VR is also going to lend itself to human machine interaction. The ability to create a virtual version of your robot and then interact with it and have it react as it would in the real world will allow for more tweaks to be made. Roboticists and interaction designs will be able to prototype a head nod or an eye blink that would normally have required a physical prototype. In this sense VR is going to speed up the development of personal robots that interact with us. Soon the interactions and the hardware will be able to be developed simultaneously, when it used to be sequentially.
But there is one robot killer in VR that will be significant. Today, if you look at many of the robots coming to market, they are often what are called "social robots." These personal assistants are basically a motorized interface that can interact with you at a deep level through great expression. These robots, like Jibo and Pepper, are characters that you use to interact with the Web or your house. But since they are not a device that interacts physically with the world, like picking up a shirt, they are easily replaced by AR. Microsoft has already demoed a partial version of this with their Hololens, when it projected an interactive robot onto a simple mobile robot. Social robots that serve no purpose beyond an interface are going to be in great danger of being replaced entirely by the software in a headset that can be built by a kid in a garage for free. Robots that may be replaced include tour guides, entertainment robots, some educational robots, purely social robots, robot pets.

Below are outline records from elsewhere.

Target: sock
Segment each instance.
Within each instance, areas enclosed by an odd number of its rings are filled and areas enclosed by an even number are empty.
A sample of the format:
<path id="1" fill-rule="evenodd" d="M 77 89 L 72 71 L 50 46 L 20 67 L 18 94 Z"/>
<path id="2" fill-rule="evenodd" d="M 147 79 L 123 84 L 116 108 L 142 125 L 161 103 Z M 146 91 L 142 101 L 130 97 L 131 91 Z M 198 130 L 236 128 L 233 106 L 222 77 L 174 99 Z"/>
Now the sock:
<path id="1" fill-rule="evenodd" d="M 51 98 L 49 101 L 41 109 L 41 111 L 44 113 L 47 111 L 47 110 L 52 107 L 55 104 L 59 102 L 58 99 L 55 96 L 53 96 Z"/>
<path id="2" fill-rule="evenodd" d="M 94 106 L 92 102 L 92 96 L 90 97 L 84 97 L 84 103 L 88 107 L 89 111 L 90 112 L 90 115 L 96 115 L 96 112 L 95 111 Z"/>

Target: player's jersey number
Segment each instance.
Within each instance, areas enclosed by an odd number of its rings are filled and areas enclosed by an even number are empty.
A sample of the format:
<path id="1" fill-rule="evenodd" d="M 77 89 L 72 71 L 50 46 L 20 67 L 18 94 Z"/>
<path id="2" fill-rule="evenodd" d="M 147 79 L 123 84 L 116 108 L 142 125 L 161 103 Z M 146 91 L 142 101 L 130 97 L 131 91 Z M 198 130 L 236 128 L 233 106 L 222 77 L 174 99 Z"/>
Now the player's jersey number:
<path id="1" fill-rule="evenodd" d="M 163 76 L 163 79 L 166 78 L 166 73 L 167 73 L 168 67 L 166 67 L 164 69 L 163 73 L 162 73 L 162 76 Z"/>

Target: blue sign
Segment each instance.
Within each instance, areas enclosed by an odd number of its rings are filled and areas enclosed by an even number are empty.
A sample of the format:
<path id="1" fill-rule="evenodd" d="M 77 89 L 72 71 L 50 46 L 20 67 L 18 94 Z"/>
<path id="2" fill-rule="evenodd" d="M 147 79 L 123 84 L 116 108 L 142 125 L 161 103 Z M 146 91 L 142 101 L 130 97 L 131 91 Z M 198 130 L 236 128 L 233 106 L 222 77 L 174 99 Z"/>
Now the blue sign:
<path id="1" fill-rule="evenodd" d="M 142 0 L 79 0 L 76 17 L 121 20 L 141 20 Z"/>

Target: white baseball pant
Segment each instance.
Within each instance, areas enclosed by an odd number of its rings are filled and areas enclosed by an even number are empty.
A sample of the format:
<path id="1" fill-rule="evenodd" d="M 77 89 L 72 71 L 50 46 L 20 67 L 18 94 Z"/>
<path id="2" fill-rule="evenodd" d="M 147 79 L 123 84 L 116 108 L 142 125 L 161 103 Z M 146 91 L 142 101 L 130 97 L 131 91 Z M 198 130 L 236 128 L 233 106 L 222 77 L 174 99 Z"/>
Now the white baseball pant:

The only way that robots can remain relevant within the VR world that is coming will be to perform physical tasks that software never can. They must vacuum floors, do laundry, watch the kids, secure the house, cook a meal, or prepare pills. Basically they must be a laborer, not a friend.
Though there is no reason to go to one extreme or another. Again Microsoft's demo of an AR robot showed how the social components of the robot could be combined with the physical. Such a hybrid system might be ideal. For games and interaction a home robot might be virtually masked with a cape or a face. But the rest of the time it will simply be the little box roaming around sweeping the floor.